Когда я поступила на учебу в Ленинградский ВУЗ, меня захватил такой необыкновенный поток высочайшей культуры, что просто …не высказать. Музеи, концертные залы с классической музыкой и, конечно, театры! Товстоногов, Акимов, Владимиров, ну, что теперь перечислять, это были гиганты мирового масштаба! В то время, чтобы попасть на самые громкие премьеры, мы, студенты, подряжались распространять билеты на …неходовые спектакли. За это нас награждали билетами на великолепнейшие постановки!
Так в 1969 году я попала в Большой драмтеатр (БДТ) на спектакль режиссера Георгия Товстоногова «Идиот». В роли князя Мышкина – Иннокентий Смоктуновский, обожаемый мною после «Гамлета», Рогожина играл Евгений Лебедев, Настасью Филипповну – Эмма Попова.
Тогда я еще не знала по провинциальной своей темноте, что этот спектакль – возобновленный. Его премьера состоялась 31 декабря 1957 года, то есть царствовал он на сцене как раз в юбилейном для романа 1958-м. Спектакль вошёл в «золотой фонд» российского театра и сыграл исключительную роль в судьбе исполнителя главной роли И.Смоктуновского, тогда еще мало кому известного.
Той версии я не видела и сошлюсь на мнение критика А.Смелянского, который писал, что спектакль сразу стал легендой. Замелькали непривычные слова совсем не из театрального ряда: "чудо", "паломничество", "откровение"… Да многие – и театральные критики, и режиссёры, и актёры – называли «Идиота» Товстоногова самым сильным театральным потрясением в своей жизни.
В этой первой редакции Товстоногов не стремился осовременить Достоевского; он перенёс на сцену все черты авторского стиля: и длинные периоды, и частые повторы, и беспорядочные нагромождения слов, – тем не менее, спектакль завораживал. Во многом благодаря игре Смоктуновского, который с первого же появления на сцене убеждал зрителей в том, что Мышкин Достоевского – «такой и другим быть не может» . Кирилл Лавров вспоминал сцену в Павловске, когда Настасья Филипповна с Аглаей «делили» Мышкина, а сам он 15 минут молча стоял в углу – и зрители не могли оторвать от него глаз . На этот спектакль люди приезжали со всех концов Советского Союза – слово «паломничество» не было преувеличением. Понятно, что с уходом Смоктуновского из театра "ушел" из репертуара и спектакль.
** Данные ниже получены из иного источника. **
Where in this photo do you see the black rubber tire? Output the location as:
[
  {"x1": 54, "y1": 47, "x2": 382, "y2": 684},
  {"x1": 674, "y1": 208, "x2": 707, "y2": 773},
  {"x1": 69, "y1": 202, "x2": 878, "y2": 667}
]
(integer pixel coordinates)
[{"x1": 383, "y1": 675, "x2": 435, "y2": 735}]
Весной 1966 года «Идиот», с участием Смоктуновского, был возобновлён для гастролей БДТ в Англии и во Франции . Потом спектакль вернулся в Ленинград, вот эту версию я и видела. Вместо прежних трёх актов их стало два, и внутреннее напряжение возросло. В первой редакции театр больше дорожил эпохой Достоевского, теперь стремился перенести драму ближе к настоящему времени.. Тот, кто мог сравнивать, отмечал, что облик Смоктуновского изменился за прошедшие годы, в его Мышкине не было прежней «бесплотности», изменились интонации, и сам он уже не казался пришельцем из будущего. Подействовал на него сыгранный Гамлет!
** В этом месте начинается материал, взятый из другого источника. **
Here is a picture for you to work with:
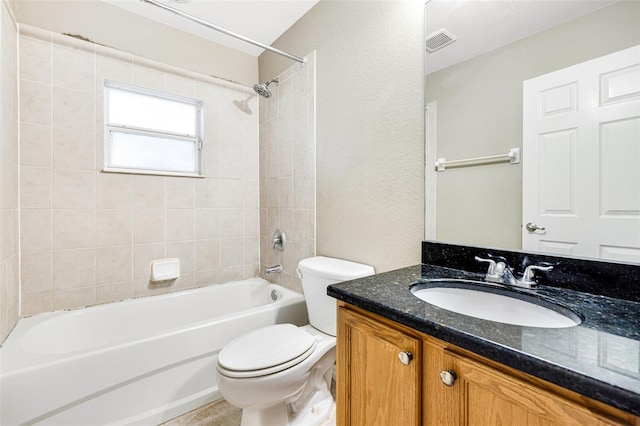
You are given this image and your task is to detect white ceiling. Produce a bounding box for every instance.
[102,0,318,56]
[102,0,618,70]
[425,0,617,74]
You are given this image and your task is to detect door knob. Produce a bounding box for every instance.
[524,222,547,232]
[398,351,413,365]
[440,370,458,386]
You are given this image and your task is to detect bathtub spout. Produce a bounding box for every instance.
[264,265,282,275]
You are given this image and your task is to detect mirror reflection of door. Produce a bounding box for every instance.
[522,46,640,262]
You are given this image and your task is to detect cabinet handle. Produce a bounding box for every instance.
[440,370,458,386]
[398,351,413,365]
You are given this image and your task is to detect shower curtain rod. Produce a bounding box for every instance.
[140,0,307,66]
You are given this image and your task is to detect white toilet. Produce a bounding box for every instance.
[218,256,375,426]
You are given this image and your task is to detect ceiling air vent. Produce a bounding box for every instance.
[426,29,456,53]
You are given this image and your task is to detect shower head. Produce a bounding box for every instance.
[253,77,280,98]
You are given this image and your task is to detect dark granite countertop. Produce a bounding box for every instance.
[328,264,640,415]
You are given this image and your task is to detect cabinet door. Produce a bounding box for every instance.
[336,308,421,426]
[442,352,623,426]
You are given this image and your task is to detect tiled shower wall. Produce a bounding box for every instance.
[19,25,260,315]
[260,52,316,292]
[0,1,20,343]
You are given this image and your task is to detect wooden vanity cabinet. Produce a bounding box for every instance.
[336,302,640,426]
[336,308,422,425]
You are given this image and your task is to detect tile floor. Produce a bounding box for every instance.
[162,399,242,426]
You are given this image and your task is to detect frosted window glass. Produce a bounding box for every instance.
[109,131,197,173]
[108,88,198,136]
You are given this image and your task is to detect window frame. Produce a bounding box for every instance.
[102,79,205,178]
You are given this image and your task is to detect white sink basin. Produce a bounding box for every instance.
[411,280,581,328]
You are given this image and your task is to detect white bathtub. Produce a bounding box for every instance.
[0,278,307,426]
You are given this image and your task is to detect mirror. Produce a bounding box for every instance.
[425,0,640,262]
Я сравнивать не могла, просто, как завороженная, слушала и смотрела на совершенно несценических, без театральности и наигранности, героев. Преображение князя – открытого, доверчивого, спешащего детским тенорком подбодрить, поддержать и павшую женщину, и матерого купчину, а потом всё более страдающего от того, что НЕ ПОЛУЧАЕТСЯ, – происходило прямо на глазах. Я не могла аплодировать, забывала подбирать со щек слезы.
Должна сказать, что ансамбль в том спектакле был необыкновенно силен, Лебедев и Борисов просто не нуждаются в том, чтобы их преподносили, имена говорят сами за себя! Попова в этом окружении могла уже ничего не делать – в отсвете гениев нет посредственностей, а она посредственной и не была.
Да, более сильного прочтения романа Достоевского мне видеть не приходилось. Я снова взялась за роман – читала долго, медленно, задумывалась, писала дневник, горевала вместе с автором о несбыточности прекраснодушных мечтаний князя – всех поднять, в каждом возбудить силы, добро.